What has happened over the last 40 years is that the primes and the zooms have changed places; the primes have gone from utility to specialty tool while the zooms have switched from specialty tool to must-have utility lens. There is no getting around the fact that today's zooms will take the place of any number of fixed focal-length primes, for a fraction of the combined cost of the primes the zoom replaces. And don't forget the size differential. That little M.Zuiko in those photos is a fraction of the size and weight of either prime. It's fun to shoot with those primes, but if I had to pick only one, I'd always go with the M.Zuiko because of it's diminutive size, light weight, and the fact that in practice it produces photographs of high image quality that are, in practice, indistinguishable from photos produced with either prime.
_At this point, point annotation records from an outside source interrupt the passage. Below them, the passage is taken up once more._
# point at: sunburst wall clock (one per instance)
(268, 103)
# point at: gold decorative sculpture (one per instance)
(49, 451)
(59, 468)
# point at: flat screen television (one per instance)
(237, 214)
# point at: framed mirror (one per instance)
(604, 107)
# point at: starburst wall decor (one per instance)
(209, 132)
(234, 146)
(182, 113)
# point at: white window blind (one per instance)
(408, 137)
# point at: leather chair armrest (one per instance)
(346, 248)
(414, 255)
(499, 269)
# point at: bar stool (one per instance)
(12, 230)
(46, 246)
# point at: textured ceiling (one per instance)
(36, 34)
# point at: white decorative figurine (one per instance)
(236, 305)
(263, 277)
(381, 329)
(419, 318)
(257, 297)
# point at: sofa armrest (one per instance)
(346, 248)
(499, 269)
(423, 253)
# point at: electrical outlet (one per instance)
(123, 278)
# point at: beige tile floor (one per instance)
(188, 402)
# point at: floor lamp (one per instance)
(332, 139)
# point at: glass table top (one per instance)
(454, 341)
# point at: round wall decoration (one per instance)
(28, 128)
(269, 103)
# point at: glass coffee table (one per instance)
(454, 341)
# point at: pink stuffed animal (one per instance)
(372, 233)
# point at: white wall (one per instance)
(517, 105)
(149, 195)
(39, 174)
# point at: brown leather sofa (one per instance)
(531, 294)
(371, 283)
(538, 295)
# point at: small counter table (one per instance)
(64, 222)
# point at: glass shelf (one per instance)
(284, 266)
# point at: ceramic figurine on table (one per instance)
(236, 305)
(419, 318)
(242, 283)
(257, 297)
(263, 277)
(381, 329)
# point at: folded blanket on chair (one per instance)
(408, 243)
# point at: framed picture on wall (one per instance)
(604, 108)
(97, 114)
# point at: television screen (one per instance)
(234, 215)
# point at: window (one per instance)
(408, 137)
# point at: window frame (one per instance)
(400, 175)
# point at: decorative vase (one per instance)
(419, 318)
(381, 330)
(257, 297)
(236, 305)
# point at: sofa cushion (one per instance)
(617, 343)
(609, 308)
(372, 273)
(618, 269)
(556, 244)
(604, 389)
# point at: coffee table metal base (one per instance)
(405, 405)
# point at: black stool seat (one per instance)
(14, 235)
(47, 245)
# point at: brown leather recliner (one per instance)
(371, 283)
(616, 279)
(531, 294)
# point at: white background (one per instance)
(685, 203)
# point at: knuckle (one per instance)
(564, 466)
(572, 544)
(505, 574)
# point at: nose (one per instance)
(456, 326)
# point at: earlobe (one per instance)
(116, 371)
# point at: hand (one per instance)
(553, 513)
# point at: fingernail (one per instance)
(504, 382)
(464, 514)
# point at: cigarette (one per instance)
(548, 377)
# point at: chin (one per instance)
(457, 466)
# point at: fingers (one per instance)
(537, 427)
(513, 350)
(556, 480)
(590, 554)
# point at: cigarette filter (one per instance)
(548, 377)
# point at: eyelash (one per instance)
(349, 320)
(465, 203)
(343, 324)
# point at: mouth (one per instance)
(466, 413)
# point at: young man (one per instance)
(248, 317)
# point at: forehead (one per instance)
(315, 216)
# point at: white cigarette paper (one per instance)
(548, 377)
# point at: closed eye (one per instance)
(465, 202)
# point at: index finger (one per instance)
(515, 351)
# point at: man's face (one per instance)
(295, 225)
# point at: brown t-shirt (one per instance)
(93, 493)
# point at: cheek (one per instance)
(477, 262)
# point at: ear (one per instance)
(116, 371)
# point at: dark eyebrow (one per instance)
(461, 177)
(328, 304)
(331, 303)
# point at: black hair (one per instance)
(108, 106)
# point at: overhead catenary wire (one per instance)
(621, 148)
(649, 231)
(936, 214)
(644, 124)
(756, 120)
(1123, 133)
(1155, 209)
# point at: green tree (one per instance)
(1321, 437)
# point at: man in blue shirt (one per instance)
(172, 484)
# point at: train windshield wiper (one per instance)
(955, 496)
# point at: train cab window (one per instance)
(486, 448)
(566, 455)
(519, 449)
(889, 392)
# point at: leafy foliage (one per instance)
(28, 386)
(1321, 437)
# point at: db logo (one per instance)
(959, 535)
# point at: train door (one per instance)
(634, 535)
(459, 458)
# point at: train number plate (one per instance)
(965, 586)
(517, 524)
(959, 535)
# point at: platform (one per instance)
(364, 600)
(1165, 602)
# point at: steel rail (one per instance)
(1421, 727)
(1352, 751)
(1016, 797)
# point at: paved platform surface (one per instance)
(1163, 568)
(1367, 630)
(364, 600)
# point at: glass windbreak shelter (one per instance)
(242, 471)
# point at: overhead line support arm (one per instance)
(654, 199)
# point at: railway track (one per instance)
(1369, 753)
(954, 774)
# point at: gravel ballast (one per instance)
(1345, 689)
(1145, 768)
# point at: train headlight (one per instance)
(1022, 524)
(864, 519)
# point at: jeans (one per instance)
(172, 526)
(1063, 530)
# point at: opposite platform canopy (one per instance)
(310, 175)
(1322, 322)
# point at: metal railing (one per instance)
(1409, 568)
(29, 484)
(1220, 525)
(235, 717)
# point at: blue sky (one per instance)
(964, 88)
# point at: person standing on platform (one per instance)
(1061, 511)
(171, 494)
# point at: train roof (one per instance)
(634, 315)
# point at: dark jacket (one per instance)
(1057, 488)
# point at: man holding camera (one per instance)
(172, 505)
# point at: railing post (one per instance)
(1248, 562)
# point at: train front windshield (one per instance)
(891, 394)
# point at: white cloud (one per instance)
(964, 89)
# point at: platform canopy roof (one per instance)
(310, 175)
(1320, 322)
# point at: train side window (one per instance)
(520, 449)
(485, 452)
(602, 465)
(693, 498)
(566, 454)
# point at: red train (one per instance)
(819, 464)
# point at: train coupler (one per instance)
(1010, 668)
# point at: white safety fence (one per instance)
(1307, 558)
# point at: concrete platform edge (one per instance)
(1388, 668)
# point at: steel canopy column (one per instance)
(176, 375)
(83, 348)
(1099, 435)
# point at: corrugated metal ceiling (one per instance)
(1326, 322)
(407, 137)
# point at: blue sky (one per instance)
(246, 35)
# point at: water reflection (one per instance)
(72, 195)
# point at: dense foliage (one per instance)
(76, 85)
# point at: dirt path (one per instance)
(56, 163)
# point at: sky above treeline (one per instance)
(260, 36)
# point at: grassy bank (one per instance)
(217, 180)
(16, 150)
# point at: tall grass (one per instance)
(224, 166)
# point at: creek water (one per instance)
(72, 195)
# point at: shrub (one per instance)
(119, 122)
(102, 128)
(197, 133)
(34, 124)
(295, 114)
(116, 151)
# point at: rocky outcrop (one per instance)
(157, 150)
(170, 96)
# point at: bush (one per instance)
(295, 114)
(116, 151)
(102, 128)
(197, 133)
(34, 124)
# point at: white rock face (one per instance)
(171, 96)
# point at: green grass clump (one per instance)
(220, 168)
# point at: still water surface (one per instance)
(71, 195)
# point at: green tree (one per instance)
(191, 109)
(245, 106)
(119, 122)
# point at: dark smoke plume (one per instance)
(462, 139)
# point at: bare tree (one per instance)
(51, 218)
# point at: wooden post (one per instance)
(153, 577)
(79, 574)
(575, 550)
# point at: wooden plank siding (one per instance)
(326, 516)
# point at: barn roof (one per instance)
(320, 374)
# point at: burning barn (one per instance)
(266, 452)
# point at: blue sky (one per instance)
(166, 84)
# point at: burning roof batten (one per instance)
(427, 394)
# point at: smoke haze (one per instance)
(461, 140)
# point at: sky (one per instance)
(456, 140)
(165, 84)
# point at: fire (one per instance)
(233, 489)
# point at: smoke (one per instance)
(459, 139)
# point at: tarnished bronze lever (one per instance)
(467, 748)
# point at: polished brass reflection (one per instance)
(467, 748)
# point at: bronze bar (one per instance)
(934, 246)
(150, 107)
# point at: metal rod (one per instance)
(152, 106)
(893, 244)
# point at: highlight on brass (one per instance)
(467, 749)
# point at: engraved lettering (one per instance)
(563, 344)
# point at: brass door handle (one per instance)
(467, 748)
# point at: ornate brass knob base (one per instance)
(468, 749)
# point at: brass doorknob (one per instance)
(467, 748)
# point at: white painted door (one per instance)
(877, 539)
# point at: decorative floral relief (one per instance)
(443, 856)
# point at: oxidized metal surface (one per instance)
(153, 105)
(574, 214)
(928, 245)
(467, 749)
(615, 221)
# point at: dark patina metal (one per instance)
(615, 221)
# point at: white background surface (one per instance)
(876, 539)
Why have prime lenses? For their narrow depth of field wide open. Right now bokeh is all the rage in the various photography fora. These lenses provide a reasonably inexpensive way to experience the joys of out-of-focus areas. I've seen far too many expensive fast primes costing thousands of dollars (Canon's an Nikon's 50mm f/1.2, or Lieca's even faster f/1 and the $11,000 f/0.95). After watching the remaining camera manufacturers struggle to produce we have now (continuous focal lengths, light weight, superb contrast and sharpness) over the last four decades, I thought I'd never see the day where out-of-focus blur has become the new sharpness.